X2 = scaler.fit_transform(X2)

In [None]:
X_train, X_test, y_train, y_test = train_test_split(X2, y, test_size = 0.2, random_state = 0)
print(X_test)
print(y_test)

In [None]:
regressor = LinearRegression()
regressor.fit(X_train, y_train)

In [None]:
y_pred = regressor.predict(X_test)
np.set_printoptions(precision=2)
#print(np.concatenate((y_pred.reshape(len(y_pred),1), y_test.reshape(len(y_test),1)),1))
pred_vs_test = np.concatenate((y_pred.reshape(len(y_pred),1), y_test.reshape(len(y_test),1)),1)

In [None]:
#vizualizing the prediction
plt.figure(figsize=(8, 6))
plt.scatter(y_test, y_pred)
plt.plot([min(y_test), max(y_test)], [min(y_test), max(y_test)], '--', color='red')
plt.title('Actual vs.

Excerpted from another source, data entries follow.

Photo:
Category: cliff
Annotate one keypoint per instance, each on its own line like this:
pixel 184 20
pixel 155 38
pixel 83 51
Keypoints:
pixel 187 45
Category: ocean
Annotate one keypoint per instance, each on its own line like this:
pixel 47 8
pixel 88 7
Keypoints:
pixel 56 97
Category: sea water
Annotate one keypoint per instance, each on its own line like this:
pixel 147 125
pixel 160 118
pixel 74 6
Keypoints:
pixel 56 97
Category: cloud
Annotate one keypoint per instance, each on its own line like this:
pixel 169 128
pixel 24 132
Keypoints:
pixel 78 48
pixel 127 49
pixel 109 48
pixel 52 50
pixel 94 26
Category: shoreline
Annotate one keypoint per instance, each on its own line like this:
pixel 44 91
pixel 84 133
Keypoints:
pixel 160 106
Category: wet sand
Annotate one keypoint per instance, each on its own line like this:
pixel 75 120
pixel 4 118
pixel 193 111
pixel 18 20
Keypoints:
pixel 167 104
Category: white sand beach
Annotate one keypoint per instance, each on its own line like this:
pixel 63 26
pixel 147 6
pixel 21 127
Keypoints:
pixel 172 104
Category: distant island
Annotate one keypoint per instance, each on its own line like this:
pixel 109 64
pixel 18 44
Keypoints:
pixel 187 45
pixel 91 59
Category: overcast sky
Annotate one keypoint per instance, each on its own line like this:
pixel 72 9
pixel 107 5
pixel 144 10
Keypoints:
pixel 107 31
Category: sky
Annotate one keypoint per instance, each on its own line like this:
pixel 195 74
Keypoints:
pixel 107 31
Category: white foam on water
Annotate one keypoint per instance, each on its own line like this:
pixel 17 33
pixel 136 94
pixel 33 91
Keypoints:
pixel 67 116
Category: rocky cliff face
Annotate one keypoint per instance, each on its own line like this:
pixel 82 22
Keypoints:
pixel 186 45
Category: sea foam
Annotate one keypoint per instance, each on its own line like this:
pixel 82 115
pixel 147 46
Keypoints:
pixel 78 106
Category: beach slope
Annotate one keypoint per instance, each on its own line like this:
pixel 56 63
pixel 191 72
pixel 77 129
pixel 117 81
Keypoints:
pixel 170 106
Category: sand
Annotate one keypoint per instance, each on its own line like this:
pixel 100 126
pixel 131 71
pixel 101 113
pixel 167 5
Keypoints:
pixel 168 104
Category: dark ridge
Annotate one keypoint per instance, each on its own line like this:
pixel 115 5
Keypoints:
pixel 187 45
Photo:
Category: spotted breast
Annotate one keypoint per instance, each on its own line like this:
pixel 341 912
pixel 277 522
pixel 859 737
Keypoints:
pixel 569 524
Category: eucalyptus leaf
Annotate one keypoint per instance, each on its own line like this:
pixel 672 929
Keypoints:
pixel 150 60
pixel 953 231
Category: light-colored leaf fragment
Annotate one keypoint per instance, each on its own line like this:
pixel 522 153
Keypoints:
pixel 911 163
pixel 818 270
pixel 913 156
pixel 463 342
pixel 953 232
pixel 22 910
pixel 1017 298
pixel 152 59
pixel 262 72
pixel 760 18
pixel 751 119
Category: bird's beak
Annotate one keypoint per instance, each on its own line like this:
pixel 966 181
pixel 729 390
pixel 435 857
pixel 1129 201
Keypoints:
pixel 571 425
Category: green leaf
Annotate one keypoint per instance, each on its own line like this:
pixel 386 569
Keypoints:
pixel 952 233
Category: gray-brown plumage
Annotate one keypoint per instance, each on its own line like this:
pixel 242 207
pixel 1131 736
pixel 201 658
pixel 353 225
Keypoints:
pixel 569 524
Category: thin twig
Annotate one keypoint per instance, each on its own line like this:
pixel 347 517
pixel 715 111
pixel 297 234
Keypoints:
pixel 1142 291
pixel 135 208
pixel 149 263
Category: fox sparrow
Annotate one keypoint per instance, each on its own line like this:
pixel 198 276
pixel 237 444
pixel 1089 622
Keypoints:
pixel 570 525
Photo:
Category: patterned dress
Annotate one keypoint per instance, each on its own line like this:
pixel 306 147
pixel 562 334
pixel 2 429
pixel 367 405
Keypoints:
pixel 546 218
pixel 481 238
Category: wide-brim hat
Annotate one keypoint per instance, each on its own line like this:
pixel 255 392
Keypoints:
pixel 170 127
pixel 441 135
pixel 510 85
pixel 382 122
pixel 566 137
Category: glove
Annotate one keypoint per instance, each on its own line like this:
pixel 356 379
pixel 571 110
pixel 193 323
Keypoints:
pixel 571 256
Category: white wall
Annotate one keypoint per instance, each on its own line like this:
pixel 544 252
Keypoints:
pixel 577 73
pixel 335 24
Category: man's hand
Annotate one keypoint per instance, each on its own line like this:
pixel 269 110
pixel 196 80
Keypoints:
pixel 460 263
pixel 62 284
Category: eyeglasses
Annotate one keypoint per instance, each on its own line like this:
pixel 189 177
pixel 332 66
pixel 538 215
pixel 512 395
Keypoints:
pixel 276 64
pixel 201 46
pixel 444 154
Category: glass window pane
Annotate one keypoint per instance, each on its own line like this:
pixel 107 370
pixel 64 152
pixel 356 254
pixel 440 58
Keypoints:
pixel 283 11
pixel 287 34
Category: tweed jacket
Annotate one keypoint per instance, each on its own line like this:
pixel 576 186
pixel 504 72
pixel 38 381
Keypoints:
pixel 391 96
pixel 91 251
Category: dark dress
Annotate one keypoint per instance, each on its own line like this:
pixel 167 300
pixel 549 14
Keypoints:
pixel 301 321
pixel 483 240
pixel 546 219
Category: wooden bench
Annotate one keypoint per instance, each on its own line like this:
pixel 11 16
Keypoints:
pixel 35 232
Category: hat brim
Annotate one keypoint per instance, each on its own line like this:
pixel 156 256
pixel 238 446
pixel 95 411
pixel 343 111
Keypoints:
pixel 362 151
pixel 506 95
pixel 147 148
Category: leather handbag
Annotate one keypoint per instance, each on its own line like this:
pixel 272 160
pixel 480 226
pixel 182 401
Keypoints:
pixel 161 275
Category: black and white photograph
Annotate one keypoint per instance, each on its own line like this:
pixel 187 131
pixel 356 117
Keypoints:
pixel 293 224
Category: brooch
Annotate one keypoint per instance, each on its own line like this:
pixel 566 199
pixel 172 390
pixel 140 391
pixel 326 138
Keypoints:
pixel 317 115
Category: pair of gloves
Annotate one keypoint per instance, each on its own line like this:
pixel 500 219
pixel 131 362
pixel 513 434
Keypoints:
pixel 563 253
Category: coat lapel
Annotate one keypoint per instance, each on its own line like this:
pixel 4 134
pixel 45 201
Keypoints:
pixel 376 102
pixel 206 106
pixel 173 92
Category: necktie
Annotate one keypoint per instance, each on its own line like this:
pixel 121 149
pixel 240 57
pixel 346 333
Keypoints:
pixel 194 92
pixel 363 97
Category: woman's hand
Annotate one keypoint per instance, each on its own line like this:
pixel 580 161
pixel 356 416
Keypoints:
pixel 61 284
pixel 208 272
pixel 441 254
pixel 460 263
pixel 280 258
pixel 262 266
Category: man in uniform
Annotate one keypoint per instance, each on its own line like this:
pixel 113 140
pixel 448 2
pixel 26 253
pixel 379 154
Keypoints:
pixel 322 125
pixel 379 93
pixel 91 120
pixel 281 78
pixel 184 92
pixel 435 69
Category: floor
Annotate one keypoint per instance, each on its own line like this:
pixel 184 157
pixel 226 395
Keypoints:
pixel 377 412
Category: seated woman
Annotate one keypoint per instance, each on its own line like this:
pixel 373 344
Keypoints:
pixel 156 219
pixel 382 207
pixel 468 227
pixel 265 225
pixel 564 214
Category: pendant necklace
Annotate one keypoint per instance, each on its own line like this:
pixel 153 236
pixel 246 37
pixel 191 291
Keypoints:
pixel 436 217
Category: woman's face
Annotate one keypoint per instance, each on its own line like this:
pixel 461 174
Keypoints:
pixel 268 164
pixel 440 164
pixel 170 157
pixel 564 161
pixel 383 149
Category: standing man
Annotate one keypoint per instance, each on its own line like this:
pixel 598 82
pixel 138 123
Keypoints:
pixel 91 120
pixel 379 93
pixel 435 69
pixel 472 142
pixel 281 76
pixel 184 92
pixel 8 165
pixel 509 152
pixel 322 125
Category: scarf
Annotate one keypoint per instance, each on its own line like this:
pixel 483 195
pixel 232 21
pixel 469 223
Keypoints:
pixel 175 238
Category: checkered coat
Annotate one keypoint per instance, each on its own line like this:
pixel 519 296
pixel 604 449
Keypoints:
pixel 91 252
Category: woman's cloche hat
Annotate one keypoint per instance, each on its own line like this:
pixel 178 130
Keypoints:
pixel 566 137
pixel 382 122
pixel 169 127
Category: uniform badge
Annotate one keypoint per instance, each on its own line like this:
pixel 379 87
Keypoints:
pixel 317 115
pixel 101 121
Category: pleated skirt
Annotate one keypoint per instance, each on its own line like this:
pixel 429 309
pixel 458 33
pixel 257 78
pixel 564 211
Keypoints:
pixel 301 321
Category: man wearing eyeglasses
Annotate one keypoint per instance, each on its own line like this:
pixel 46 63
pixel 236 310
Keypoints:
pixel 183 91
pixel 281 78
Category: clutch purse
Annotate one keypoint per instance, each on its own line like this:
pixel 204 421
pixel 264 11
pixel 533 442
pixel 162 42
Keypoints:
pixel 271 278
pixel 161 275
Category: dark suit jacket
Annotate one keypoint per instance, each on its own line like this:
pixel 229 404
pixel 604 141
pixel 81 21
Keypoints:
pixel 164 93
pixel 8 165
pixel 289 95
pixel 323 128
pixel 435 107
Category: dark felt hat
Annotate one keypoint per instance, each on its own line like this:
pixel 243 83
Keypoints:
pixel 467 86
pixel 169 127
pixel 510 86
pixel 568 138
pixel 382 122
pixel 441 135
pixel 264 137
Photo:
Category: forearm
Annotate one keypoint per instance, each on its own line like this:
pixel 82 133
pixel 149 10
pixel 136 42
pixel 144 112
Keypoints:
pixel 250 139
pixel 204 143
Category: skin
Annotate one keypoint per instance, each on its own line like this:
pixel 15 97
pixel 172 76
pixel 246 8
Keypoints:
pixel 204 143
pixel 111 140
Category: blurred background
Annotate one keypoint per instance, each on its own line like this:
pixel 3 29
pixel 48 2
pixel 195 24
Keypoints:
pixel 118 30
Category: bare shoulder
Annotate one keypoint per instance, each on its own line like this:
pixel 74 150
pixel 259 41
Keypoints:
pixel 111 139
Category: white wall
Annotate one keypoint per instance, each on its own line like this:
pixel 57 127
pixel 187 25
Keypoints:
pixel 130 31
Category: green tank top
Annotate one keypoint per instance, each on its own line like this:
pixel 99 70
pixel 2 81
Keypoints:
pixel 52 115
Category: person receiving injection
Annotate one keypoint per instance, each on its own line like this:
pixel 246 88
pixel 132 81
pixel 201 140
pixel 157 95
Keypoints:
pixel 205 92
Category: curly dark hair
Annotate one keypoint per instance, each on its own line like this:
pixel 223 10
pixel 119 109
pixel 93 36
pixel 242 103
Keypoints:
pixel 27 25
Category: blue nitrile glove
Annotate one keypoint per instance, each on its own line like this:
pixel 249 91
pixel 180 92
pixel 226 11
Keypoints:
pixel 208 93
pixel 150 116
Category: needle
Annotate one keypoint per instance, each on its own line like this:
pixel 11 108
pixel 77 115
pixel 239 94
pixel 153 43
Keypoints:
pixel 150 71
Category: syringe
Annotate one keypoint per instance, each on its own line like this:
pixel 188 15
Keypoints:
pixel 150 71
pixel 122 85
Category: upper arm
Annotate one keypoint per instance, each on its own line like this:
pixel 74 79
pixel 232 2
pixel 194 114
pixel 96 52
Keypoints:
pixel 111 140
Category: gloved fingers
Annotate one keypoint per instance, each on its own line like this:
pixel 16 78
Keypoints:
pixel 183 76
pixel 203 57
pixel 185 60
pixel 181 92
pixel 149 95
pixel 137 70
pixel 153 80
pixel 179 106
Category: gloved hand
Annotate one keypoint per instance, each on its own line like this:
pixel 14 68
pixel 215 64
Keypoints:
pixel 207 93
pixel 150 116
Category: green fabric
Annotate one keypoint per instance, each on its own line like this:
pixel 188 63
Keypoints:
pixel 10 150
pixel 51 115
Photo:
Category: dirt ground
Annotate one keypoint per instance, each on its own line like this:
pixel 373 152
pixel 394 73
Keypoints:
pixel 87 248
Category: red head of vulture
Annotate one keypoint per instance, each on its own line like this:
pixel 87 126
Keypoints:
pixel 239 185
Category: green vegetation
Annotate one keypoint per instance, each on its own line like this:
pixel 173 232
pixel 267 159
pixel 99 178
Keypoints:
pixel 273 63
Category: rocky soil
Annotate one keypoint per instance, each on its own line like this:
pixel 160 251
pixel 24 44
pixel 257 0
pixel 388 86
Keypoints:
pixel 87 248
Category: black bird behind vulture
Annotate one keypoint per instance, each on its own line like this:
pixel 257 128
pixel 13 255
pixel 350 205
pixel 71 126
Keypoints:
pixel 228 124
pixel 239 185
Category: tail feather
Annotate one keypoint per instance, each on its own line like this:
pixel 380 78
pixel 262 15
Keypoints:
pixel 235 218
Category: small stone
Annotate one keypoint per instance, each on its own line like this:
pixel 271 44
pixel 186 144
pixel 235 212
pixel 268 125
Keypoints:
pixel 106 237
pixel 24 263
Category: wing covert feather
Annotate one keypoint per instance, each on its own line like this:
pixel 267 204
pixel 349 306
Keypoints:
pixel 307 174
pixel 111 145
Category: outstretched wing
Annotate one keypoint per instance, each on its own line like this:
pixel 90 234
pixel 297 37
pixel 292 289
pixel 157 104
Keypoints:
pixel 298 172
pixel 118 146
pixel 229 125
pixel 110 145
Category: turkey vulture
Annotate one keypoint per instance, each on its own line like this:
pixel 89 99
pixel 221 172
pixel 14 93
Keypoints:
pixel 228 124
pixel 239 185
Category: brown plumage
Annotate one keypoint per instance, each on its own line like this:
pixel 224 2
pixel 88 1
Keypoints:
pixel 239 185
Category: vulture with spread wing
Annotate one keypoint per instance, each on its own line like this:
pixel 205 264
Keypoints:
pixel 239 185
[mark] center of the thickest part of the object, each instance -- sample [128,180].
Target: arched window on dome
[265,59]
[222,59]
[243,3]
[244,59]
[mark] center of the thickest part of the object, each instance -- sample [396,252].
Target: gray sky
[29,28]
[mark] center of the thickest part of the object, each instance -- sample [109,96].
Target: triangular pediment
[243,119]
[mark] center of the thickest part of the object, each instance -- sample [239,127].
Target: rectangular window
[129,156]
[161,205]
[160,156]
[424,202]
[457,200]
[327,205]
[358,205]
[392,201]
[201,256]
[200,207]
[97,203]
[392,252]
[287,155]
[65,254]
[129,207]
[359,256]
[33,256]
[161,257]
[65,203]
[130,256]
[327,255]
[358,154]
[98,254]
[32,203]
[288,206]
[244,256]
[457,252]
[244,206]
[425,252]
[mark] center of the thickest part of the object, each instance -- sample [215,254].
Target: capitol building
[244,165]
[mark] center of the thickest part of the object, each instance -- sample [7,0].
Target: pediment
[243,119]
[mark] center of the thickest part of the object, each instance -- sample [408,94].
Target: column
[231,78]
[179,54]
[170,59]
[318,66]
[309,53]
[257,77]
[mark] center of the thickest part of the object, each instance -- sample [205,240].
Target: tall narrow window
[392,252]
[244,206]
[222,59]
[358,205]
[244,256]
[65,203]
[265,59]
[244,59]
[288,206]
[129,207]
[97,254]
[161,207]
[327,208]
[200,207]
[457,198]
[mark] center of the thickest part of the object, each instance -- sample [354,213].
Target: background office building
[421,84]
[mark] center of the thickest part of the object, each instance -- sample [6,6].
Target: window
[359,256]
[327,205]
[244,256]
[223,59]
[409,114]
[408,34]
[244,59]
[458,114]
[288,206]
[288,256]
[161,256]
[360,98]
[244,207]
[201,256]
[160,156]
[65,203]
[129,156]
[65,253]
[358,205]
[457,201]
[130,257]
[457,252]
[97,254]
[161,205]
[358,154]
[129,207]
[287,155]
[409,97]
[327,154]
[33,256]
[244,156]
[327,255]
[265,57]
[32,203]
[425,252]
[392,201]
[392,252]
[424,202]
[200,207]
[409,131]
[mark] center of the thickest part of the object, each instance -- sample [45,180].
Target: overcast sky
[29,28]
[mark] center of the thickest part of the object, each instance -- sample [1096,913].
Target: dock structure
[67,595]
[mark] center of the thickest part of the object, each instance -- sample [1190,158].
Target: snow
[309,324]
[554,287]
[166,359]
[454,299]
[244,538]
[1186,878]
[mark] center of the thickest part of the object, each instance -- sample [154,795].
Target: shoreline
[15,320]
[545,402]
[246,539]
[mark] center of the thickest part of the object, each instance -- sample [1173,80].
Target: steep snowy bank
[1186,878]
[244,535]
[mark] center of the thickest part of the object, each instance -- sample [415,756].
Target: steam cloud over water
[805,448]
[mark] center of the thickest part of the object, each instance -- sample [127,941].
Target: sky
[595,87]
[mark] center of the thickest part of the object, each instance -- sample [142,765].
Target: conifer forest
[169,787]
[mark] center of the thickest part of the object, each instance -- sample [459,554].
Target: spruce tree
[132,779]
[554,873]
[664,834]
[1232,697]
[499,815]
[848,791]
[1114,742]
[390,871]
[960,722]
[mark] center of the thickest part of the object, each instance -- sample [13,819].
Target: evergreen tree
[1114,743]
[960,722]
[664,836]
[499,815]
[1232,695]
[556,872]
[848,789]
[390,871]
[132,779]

Predicted Concrete Strength')
plt.xlabel('Actual Strength')
plt.ylabel('Predicted Strength')
plt.show()

In [None]:
# Model Performance Metrics
from sklearn.metrics import mean_absolute_error
print('MAE:', mean_absolute_error(y_test, y_pred))
from sklearn.metrics import mean_squared_error
print('MSE:', mean_squared_error(y_test, y_pred))
from sklearn.metrics import r2_score
print( "R-squared", r2_score(y_test,y_pred))
r2_score(y_test, y_pred)
# Adjusted R-squared formula from: https://stackoverflow.com/questions/49381661/how-do-i-calculate-the-adjusted-r-squared-score-using-scikit-learn
print('Adjusted R-squared:', 1-(1-r2_score(y_test, y_pred))*((len(X_test)-1)/(len(X_test)-len(X_test[0])-1)))

Removing the columns with high amounts of 0's does not help improve the overall performance of the model.